Ce que, dans cet opus, à longueur de pages de prose, de pages de poésie rayée, on supprime donc de manière certaine, ce n’est pas la poésie, c’est l’éternité (attention ce livre contient donc de l’éternicide), c’est l’arrogance, les craquements de la poésie arthritique, ce sont toutes les complaisances de la métaphore, ce sont les modèles – de l’amour, de la langue, tout emmêlés – et ce sont bien sûr les icônes trop aimées de la poésie passée aux puissantes odeurs d’éther.

Ce qui se dit, se tue, se rêve, entre les partages, à travers les genres poétiques et romanesques, c’est ce langage-vertige. Rotvic Oguh en CsO. Du byronicide en flasque Pessoa à siroter avec une voix de contrartaud. Shakespeare emmailloté par neuf mantes et plongé dans l’Océan.

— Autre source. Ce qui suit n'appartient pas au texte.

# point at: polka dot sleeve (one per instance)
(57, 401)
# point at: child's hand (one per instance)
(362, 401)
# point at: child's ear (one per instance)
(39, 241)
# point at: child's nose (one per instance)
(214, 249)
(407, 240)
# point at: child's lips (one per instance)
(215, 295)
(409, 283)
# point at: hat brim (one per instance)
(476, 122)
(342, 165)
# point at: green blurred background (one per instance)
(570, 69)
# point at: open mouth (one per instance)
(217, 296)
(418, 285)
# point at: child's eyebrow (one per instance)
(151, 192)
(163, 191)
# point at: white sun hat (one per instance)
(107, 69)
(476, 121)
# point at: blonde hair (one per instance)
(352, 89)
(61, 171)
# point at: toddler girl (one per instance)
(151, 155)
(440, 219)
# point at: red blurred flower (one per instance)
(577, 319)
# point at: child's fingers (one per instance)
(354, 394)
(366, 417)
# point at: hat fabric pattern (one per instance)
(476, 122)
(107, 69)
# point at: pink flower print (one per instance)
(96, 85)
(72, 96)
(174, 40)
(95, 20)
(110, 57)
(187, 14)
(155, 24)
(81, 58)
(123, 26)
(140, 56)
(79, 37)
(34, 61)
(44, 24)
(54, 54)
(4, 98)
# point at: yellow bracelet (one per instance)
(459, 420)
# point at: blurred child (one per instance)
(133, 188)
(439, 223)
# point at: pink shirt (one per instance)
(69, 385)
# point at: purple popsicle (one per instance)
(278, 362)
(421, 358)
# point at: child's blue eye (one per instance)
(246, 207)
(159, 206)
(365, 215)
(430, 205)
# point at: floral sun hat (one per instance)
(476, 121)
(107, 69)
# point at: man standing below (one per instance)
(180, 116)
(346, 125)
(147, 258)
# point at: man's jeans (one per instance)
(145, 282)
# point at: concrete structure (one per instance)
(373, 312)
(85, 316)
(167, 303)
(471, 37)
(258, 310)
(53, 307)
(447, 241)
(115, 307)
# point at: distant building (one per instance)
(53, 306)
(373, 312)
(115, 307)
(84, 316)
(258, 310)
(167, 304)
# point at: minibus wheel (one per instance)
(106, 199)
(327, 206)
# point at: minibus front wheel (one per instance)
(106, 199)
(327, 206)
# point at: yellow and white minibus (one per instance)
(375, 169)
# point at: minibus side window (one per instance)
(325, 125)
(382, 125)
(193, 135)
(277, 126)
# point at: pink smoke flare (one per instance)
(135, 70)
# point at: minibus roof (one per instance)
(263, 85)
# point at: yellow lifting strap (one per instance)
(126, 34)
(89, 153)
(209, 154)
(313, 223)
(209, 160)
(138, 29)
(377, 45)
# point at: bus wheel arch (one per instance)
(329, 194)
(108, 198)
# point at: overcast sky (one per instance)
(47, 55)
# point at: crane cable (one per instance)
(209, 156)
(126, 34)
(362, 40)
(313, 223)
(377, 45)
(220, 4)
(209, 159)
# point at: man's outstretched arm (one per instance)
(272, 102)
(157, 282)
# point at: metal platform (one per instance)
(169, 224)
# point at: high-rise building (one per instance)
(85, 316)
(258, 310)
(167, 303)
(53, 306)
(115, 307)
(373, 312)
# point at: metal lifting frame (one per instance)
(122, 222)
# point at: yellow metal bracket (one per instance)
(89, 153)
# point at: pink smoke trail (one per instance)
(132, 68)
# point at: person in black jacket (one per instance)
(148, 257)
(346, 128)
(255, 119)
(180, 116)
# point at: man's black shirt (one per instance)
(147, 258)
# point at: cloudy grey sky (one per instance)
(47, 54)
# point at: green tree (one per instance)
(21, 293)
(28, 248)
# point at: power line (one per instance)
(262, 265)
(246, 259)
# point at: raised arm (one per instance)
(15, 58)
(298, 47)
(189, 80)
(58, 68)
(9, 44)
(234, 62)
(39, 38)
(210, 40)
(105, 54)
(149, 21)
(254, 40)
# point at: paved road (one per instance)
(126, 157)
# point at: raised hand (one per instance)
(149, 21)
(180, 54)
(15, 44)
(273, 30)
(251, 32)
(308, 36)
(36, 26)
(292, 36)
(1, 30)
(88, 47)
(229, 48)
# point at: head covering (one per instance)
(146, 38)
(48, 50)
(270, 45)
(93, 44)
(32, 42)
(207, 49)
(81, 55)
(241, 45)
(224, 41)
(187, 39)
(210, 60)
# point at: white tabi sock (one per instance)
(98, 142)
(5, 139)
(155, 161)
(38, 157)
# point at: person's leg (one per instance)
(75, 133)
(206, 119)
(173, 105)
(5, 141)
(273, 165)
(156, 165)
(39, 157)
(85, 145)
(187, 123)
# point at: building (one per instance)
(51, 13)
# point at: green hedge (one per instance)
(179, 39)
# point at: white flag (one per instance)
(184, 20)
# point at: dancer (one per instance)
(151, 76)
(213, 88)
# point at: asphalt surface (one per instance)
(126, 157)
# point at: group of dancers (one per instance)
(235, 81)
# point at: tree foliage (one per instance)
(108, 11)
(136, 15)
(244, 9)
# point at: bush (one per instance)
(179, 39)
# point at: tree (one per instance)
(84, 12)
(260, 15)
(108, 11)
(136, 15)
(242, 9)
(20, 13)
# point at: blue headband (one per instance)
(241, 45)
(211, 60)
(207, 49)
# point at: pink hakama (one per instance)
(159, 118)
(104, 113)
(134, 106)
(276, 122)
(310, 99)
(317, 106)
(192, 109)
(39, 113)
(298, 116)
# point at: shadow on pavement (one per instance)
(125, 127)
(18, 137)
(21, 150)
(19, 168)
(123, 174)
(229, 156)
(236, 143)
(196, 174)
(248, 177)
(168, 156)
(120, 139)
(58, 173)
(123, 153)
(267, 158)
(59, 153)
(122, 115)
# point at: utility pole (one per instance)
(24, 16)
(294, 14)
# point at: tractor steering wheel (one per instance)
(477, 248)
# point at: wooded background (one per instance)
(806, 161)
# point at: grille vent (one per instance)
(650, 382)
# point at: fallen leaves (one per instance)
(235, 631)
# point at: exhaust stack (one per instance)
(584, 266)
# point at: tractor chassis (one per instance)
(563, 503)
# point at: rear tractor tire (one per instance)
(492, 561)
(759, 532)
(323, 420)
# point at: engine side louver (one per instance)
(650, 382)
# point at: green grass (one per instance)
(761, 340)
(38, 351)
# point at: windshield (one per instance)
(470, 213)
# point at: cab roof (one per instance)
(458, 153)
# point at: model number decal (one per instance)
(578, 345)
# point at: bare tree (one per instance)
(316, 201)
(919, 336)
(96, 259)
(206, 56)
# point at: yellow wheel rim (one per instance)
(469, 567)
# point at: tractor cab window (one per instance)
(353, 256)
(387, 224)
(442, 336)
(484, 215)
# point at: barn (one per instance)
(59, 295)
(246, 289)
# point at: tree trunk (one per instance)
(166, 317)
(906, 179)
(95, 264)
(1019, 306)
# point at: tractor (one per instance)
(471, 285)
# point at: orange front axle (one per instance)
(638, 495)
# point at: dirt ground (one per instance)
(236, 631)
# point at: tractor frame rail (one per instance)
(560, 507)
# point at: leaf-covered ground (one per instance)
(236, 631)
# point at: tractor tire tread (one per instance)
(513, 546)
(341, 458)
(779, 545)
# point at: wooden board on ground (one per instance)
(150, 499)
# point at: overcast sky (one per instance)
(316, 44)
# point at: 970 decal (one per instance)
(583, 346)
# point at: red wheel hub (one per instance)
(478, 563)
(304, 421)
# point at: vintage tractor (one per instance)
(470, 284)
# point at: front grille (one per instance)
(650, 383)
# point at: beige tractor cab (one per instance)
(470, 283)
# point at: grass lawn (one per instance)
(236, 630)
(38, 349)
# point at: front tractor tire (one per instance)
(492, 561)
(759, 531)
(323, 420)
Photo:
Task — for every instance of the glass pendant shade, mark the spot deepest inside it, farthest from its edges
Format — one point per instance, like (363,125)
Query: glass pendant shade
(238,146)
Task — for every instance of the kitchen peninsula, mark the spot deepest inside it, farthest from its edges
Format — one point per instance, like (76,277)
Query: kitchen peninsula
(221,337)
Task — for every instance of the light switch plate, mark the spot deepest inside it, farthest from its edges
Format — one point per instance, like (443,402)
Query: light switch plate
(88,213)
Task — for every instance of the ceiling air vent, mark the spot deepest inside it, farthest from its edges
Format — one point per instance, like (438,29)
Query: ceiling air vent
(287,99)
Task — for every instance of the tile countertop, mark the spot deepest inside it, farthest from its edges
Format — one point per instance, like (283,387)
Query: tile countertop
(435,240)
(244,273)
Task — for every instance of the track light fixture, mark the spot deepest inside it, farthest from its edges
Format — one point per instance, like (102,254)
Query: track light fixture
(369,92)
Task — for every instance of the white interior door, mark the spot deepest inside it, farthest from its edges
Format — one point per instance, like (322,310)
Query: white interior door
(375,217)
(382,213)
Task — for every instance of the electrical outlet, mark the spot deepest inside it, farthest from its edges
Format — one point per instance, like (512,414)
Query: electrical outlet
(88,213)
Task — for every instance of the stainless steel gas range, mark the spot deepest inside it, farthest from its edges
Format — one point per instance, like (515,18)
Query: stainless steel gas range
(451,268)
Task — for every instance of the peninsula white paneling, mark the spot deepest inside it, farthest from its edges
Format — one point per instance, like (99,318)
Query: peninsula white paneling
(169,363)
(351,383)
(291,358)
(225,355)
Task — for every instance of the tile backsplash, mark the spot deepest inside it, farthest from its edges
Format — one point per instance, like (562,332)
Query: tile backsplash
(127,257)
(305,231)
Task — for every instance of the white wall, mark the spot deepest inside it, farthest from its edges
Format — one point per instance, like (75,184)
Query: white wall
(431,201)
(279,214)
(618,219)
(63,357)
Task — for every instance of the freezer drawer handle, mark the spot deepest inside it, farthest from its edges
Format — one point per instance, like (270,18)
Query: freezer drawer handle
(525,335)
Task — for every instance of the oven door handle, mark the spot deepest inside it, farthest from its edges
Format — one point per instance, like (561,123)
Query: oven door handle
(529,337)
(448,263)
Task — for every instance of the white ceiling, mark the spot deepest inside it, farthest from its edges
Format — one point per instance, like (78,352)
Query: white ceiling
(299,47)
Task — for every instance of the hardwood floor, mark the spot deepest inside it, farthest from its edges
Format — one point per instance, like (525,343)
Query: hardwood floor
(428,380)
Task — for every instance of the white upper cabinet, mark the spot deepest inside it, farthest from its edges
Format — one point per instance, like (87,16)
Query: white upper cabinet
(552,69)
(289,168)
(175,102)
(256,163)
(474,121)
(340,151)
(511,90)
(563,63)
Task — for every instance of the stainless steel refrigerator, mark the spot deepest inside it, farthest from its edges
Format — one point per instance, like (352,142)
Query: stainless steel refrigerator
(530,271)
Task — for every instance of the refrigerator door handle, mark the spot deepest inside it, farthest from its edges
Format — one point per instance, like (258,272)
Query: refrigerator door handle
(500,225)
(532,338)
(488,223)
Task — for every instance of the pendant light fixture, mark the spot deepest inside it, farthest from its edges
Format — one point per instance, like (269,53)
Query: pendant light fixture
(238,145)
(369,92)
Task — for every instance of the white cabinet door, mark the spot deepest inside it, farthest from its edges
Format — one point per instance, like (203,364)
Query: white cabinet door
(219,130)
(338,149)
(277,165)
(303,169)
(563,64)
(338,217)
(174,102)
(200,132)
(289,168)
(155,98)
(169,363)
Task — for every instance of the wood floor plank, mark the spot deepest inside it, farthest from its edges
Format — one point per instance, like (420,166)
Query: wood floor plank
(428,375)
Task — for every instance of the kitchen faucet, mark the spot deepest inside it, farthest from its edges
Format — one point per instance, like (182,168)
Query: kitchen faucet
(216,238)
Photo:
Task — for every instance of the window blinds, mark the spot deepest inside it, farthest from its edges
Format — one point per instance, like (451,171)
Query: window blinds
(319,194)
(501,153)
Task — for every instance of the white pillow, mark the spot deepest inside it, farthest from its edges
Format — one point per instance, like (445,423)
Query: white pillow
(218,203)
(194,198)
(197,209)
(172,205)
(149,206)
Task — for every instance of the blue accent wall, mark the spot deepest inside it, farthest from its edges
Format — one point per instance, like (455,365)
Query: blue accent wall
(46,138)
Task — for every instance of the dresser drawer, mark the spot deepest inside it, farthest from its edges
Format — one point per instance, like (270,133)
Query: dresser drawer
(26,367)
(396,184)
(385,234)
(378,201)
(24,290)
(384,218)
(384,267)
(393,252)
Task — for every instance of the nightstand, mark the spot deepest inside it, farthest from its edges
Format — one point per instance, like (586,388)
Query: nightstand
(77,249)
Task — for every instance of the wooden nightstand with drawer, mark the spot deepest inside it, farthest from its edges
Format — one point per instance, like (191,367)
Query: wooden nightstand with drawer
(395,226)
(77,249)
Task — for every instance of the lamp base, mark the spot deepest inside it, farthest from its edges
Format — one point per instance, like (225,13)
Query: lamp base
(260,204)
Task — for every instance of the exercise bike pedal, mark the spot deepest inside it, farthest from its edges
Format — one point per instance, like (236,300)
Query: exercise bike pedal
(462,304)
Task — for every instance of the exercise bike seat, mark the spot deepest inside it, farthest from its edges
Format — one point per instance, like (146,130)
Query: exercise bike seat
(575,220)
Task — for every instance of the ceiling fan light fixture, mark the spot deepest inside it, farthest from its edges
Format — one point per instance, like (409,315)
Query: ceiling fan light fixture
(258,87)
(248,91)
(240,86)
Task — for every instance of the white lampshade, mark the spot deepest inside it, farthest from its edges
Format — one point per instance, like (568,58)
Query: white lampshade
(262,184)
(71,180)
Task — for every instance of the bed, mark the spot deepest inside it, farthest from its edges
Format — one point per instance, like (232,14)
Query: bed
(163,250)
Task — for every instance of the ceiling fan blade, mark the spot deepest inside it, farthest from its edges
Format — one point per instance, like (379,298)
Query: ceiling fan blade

On a des poètes des visions trop surfaites, surpoétique, Ainsi, Baudelaire, vert jusqu’au bout des cheveux, nous adressant un sourire narquois, grinçant, un sourire torve. Je le vois, moi, qui rajuste son jabot, en aboyant des mots que je ne comprends pas. Je sors toujours difficilement de ce rêve.

Ne soyons pas tentés d’organiser en réaction à Poéticide des cérémonies de résurrection pour la poésie assassinée (rappelons que le Poète assassiné d’Apollinaire n’attend la mort, comme Orphée, que pour mieux célébrer son Apothéose), et de formuler des vivats au cri de « la poésie est morte, vive la poésie », car ce poéticide nous dit que « la poésie n’existe pas ».
La vie et la mort sont alors sans objet. La poésie est au dehors.
Merci.
La poésie est ailleurs.
Allons.
Rendons poésie pour poésie.

Hans Limon, j’écris ton lit, celui-là où les teignes de Maldoror lui suçaient le sang, les pensées et le suint de rêves malformés, ce lit d’injustice des causes mortes poe, et si tu ne t’y reconnais pas c’est que tu n’as pas l’âme (vieux mot, pensée liquéfiée comme un cerveau trop vieux) assez monstrueuse.

 

Territoire du limon, archipel en flasques
Armoires défoncées aux liqueurs
BB
Byron’s Barnum
Alcool frelaté
Alcool frelon
Prends une nouvelle bouteille
Piquante de mélancolie
Au piment
Les essaims se répandent en vers
Deux fois
comme dans la voiture d’Orphée
Deux fois

Que reste-t-il de la métapoésie ?
De la critique faite acidopoétique ?

Des noms
Des figures
Des scènes

Pessoa vomissant vert son dernier verre
Liquidant d’un mot
Soarès, Cairo, De Campos, Pessoa
Liquidés – pour rire 

Amorcée est la machine à remonter les textes
Rilke exécuté au cordon de soie
Villon dépendu, parti à vau l’eau
Partout il installe les théâtres de l’improbable
Pour la vie et contre la grande poésie
Mode Rimbaud Balboa

Mais la postfin du monde a déjà commencé, car des masses ânonnent :
ADONAÏ HOUELLEBECQ PAPA TRUMP
On ne meurt pas – on voudrait, car on entend résonner :
ADONAÏ HOUELLEBECQ PAPA TRUMP
la postfin du monde a soif de poéticide

 

« Ce poéticide est un suicide »
il nous reste à nous à terminer le travail

Nous qui sommes de la prose du monde, nous qui sommes l’incessant limon de la parole, du ressassement des mots.

Nous les parlant, loin des « vertes absinthes » des poètes ; goutant les fièvres de la vie, la vie pelucheuse, parfois élastique et souvent cassante.

Et nous-mêmes, quelles herbes deviendrons-nous, résistant au poéticide, grattant le ciel de nos têtes, tandis que de telles bêtes passent entre nous ?

 

***

Présenté déjà habilement par la Viduité et librairie Charybde, honoré d’un mot en postface de Marcel Moreau, je n’imaginais faire une critique autrement que de travers et, à ce texte singulièrement indocile à la critique, je ne pouvais proposer que ces quelques divagations.